Auch wenn heute Wasserstoff im PKW-Segment im Vergleich zu Batteriefahrzeugen eine vernachlässigbare Rolle spielt, ist Starr überzeugt, dass sich das in Zukunft ändern kann. In diesem Zusammenhang verweist er darauf, dass es viele unterschiedliche Anwendungsbereiche im Individualverkehr gibt, und nicht für jeden ist die Batterie die passende Lösung: Die Bewältigung des familiären Alltags, Urlaubsfahrten, Dienstfahrten mit hohen Reichweiten, Fahren in Kleintransportern etc., alle Anwendungen haben unterschiedliche Anforderungen. Starr weiter: »Wenn wir die Themen Reichweite und Ladeinfrastruktur mitbedenken, können wir nur zu einem Ergebnis kommen: der Koexistenz von Brennstoffzelle und Batterie – also ganz klar: Wasserstoff kann im PKW-Segment langfristig noch Fuß fassen.« Wichtig dafür ist, dass wie bei allen neu einzuführenden Technologien die Skalierungseffekte (UPE, Stückzahl) mit zunehmender Marktdurchdringung steigen.

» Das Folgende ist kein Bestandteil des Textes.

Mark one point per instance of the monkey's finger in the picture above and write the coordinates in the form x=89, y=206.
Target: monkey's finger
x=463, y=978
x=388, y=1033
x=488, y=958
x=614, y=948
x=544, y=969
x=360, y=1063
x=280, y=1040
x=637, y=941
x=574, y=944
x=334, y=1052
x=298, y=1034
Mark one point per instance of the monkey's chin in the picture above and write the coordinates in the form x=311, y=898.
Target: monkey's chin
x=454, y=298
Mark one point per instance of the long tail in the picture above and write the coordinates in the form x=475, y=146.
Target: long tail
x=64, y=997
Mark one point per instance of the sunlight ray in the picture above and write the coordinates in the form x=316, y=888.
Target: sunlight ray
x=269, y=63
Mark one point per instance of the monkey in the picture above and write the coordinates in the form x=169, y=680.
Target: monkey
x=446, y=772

Starr fordert: »Spezifische Marktaktivierungsförderung bleibt ein sehr wichtiges Instrument hierfür und: die Infrastruktur ist in Deutschland im Vergleich zu anderen Ländern in der EU am weitesten entwickelt – mit derzeit fast 100 Wasserstofftankstellen und Reichweiten von deutlich über 500 km.«

e-mobil BW

Aus der Sicht von Franz Loogen, Geschäftsführer der e-mobil BW (Landesagentur für neue Mobilitätslösungen und Automotive Baden-Württemberg) gibt es eine Vielzahl von Gründen, aufgrund derer die Batterietechnik für PKWs die bessere Technikwahl darstellt. Zunächst verweist er auf den energetischen Wirkungsgrad, der bei BEVs (Batteriefahrzeuge) besser als bei Wasserstofffahrzeugen mit Brennstoffzelle ist. Selbst wenn 100 Prozent erneuerbare Energien vorausgesetzt (von diesem Stand sind wir derzeit noch meilenweit entfernt) werden, dann kommt ein BEV auf einen Gesamtwirkungsgrad von 42 bis 63 Prozent. Wird diese Energie zur Erzeugung von Wasserstoff mittels Elektrolyseur eingesetzt und damit ein Brennstoffzellenfahrzeug (FCEV) betrieben, dann liegt der Gesamtwirkungsgrad nur bei 30 Prozent. Wird der erzeugte Wasserstoff zu SNG (Synthetic Natural Gas, synthetisches Erdgas) umgewandelt, kommt das damit betriebene Fahrzeug nur noch auf einen Gesamtwirkungsgrad von 10 Prozent. Wird mit dem erzeugten Wasserstoff synthetischer Kraftstoff erzeugt, dann liegt der Gesamtwirkzeug solcher Fahrzeuge zwischen 6 und 10 Prozent.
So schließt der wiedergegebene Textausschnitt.